Postmates Inc. operates a web-based platform that allows customers to request on-demand pickup and delivery service from local restaurants or stores. In order to work for the company, individuals download Postmates’ app and provide a name, telephone number, Social Security number and driver’s license number. No application and no interview are required.

The company obtains a criminal background check from a third-party provider and offers an orientation session on how to utilize the app, but drivers are not required to report to a supervisor, and they have the discretion as to whether to ever log on to the app and work. When drivers do log on, they are free to work as much or as little as they want and may even decline or ignore a delivery request without penalty.

Drivers are also allowed to choose the mode of transportation they wish to use for deliveries, provide and maintain their own transportation, and choose the route they wish to take for the delivery. Uniforms are not required, drivers are not provided with any identification card or logo, and they may work for competitors.

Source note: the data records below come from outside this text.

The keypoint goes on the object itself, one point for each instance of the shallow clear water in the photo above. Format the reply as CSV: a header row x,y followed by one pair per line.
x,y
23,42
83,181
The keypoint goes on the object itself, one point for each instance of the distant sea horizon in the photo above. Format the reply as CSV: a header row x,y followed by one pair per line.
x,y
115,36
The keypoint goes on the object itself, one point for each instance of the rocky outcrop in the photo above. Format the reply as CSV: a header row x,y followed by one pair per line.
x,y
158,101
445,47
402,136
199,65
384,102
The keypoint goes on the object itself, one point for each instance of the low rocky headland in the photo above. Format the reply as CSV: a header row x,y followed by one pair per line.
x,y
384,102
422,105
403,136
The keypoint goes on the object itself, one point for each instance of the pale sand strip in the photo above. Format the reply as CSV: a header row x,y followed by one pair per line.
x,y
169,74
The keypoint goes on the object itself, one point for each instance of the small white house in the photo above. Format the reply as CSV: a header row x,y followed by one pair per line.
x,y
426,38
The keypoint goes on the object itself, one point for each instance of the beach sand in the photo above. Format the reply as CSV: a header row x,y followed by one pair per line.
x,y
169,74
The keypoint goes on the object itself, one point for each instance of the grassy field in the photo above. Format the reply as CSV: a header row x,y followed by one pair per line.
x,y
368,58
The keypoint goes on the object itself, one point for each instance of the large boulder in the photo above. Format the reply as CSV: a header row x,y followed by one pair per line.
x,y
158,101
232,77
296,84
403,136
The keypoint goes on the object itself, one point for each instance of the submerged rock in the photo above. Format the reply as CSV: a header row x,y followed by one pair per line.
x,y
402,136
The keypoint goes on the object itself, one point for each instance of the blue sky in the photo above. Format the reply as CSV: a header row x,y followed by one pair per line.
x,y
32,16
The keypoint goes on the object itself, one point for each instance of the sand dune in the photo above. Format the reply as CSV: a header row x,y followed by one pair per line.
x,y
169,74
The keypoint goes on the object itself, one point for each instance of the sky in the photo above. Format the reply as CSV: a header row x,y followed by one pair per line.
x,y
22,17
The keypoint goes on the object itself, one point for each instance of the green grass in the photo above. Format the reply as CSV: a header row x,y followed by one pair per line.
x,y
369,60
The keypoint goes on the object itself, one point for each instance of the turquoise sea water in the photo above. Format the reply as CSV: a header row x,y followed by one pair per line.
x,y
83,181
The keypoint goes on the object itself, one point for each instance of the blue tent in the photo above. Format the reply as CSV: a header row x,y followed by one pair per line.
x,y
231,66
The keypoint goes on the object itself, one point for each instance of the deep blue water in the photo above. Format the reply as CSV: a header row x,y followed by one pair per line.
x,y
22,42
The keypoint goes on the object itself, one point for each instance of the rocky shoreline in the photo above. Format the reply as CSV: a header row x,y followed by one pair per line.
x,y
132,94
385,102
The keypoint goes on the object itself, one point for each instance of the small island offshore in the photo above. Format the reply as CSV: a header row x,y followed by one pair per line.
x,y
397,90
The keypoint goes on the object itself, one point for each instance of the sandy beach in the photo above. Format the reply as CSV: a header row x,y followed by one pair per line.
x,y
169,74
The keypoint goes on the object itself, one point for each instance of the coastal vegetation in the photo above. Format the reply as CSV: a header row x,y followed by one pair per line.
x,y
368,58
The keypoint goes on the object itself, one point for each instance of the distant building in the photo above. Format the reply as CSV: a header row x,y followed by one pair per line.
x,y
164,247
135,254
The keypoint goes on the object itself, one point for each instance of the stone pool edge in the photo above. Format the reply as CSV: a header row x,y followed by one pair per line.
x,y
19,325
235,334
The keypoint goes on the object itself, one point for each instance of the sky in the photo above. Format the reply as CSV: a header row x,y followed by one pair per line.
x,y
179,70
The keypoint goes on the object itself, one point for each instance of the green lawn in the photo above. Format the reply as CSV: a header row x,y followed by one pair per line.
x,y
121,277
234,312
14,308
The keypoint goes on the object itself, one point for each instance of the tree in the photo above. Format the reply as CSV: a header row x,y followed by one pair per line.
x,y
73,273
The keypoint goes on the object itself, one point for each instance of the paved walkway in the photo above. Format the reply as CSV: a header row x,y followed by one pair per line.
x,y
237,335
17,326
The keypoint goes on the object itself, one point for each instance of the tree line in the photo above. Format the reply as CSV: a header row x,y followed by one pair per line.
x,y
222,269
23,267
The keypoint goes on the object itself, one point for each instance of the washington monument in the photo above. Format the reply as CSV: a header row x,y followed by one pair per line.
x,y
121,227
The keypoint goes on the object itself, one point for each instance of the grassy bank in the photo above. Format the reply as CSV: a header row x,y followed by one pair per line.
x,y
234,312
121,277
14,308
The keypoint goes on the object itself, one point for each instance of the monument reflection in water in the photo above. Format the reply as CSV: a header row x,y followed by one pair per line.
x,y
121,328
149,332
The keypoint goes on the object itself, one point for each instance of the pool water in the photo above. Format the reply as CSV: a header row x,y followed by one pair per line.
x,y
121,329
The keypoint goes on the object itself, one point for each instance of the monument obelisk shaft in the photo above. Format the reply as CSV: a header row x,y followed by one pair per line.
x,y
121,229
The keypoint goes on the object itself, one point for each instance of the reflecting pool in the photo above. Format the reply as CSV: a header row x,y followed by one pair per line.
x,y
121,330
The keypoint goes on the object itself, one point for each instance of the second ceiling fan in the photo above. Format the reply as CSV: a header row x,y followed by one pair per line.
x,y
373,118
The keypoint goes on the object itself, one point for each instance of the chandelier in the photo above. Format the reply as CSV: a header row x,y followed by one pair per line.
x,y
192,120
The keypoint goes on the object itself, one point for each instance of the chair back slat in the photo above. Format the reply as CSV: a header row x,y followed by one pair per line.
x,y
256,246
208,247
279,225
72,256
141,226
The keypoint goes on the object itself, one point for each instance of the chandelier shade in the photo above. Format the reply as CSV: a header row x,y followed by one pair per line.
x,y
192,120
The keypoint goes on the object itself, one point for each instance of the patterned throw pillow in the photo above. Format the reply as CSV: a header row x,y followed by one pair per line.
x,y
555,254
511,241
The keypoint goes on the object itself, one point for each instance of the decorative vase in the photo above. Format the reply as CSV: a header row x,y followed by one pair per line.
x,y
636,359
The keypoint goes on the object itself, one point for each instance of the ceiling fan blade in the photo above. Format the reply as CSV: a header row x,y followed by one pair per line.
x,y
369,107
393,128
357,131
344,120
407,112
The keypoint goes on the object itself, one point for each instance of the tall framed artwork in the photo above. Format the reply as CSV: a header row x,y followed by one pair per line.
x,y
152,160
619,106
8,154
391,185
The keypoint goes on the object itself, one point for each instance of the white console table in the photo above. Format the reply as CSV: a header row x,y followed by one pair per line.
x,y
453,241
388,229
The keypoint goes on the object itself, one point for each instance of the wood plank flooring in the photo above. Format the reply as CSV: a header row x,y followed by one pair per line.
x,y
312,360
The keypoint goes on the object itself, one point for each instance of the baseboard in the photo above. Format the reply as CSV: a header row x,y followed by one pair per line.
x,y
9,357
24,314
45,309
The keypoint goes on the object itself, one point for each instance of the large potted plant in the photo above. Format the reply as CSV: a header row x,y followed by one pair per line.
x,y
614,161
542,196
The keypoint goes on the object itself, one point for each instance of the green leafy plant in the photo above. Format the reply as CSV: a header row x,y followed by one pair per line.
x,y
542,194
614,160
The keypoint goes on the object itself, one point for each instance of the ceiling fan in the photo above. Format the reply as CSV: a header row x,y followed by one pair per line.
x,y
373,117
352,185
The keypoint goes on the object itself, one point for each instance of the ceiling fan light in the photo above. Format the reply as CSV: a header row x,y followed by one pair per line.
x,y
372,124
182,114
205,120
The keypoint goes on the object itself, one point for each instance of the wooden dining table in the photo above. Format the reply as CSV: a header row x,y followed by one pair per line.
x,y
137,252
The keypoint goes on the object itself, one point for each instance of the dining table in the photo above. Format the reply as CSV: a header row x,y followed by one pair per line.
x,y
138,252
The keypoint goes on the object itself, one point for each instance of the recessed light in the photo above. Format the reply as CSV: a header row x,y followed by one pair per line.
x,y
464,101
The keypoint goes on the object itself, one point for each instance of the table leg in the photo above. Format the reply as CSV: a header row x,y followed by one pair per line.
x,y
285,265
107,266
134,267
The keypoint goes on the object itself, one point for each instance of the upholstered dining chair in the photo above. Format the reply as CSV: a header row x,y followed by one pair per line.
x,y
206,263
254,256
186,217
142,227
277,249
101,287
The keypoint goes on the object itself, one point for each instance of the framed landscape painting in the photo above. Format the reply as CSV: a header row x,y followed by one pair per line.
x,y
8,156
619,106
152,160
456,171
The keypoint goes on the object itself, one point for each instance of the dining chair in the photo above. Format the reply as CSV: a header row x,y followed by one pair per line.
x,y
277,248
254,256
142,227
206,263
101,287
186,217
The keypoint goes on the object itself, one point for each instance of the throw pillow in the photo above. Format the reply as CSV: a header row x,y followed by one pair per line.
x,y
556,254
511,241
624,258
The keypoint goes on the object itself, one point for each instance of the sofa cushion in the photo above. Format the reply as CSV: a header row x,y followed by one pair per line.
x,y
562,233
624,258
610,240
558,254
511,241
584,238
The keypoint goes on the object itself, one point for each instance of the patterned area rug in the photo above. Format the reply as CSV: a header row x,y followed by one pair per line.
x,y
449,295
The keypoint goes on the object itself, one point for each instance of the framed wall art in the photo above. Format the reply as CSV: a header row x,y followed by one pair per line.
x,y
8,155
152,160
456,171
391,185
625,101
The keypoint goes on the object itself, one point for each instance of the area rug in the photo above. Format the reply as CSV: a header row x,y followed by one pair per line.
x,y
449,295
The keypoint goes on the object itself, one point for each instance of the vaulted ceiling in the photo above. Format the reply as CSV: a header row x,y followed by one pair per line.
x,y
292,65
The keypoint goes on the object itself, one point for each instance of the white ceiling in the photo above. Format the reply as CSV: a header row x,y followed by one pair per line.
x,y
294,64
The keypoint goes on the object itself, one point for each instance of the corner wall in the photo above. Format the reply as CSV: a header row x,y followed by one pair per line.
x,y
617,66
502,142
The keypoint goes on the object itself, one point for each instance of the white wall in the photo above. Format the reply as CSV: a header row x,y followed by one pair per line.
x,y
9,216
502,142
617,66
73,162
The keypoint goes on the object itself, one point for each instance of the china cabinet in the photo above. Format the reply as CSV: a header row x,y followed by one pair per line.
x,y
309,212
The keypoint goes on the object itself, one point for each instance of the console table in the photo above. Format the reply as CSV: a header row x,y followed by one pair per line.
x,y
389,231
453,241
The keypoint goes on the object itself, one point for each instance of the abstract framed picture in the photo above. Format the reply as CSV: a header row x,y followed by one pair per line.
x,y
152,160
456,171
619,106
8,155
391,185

Luis Vega worked as a courier for Postmates. After the company terminated him based on alleged negative consumer feedback and/or fraudulent activity, he applied for unemployment insurance benefits. An administrative law judge denied the benefits, but the Unemployment Insurance Appeal Board reversed, finding that an employer/employee relationship existed between Vega and Postmates.

A panel of the New York Appellate Division disagreed.

“While proof was submitted with respect to Postmates’ incidental control over the couriers, including, among other things, the fact that Postmates determines the fee to be charged, determines the rate to be paid, tracks the subject deliveries in real time and handles customer complaints, in our view, such proof does not constitute substantial evidence of an employer/employee relationship to the extent that it fails to provide sufficient indicia of Postmates’ control over the means by which these couriers perform their work,” the court wrote.

“Thus, on the record before us, we find that the Board’s decision is not supported by substantial evidence as the relationship between claimant and Postmates lacks the requisite indicia of supervision, direction and control necessary to establish an employer/employee relationship.”

Two members of the panel dissented. Referencing the criminal background checks, the reloadable credit card provided to couriers in the event a customer requests an additional purchase, and the fact that Postmates sets the fees, handles customer complaints and acknowledged that the business would not operate without the couriers, the dissent found substantial evidence in support of the board’s decision.